Photograph of light as both a particle and wave - Practicality
http://actu.epfl.ch/news/the-first-ever-photograph-of-light-as-both-a-parti/

======
hodwik
"Photograph" light?

Photons are bosons, thus they don't interact, right? So you can't bounce light
off of light to photograph it?

Edit: Okay, so I was being pedantic.

Anyway, if the wave is propagating through a wire, and waves have duration,
then aren't you really capturing a picture of a wire propagating an old wave,
and a new set of photons acting as particles?

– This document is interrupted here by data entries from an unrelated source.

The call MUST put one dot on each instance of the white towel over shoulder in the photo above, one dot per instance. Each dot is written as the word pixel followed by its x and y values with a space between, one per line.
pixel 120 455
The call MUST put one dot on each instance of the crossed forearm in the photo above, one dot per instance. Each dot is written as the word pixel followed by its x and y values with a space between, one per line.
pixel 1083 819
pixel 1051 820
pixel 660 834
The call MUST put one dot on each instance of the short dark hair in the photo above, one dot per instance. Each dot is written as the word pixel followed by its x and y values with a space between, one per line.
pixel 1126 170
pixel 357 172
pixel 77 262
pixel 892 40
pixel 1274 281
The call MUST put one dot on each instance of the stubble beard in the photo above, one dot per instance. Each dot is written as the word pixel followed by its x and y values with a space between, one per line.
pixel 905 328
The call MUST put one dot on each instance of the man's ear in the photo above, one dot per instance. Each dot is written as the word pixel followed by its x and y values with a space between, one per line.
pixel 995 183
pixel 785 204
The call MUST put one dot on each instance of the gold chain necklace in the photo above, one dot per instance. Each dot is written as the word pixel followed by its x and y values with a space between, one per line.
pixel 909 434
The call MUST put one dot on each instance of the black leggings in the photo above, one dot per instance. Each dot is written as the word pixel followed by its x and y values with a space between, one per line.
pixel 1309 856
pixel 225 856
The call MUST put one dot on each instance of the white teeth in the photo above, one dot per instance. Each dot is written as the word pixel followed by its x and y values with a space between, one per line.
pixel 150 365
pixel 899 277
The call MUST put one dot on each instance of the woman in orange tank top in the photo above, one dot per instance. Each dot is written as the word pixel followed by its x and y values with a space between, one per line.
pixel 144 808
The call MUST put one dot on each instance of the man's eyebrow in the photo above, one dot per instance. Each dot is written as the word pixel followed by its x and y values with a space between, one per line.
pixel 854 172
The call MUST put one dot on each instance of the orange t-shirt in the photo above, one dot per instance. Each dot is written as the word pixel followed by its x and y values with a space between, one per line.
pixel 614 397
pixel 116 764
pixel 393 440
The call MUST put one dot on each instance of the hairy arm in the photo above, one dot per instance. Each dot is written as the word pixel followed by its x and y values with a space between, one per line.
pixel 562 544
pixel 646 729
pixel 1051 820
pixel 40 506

That's like taking a picture of a boiling pot of water and saying you got a
picture of water simultaneously as a liquid and a gas, because there is liquid
water in the pot and steam rising off of it.

------
Practicality
I am trying to figure out if the image in the link is actually the resulting
photograph. The reason I mention it is the published paper in Nature does not
contain it:
[http://www.nature.com/ncomms/2015/150302/ncomms7407/full/nco...](http://www.nature.com/ncomms/2015/150302/ncomms7407/full/ncomms7407.html)

It also seems to not be light, but something similar.

------
sctb
[https://news.ycombinator.com/item?id=9131758](https://news.ycombinator.com/item?id=9131758)

------
swah
The camera has be the interesting part.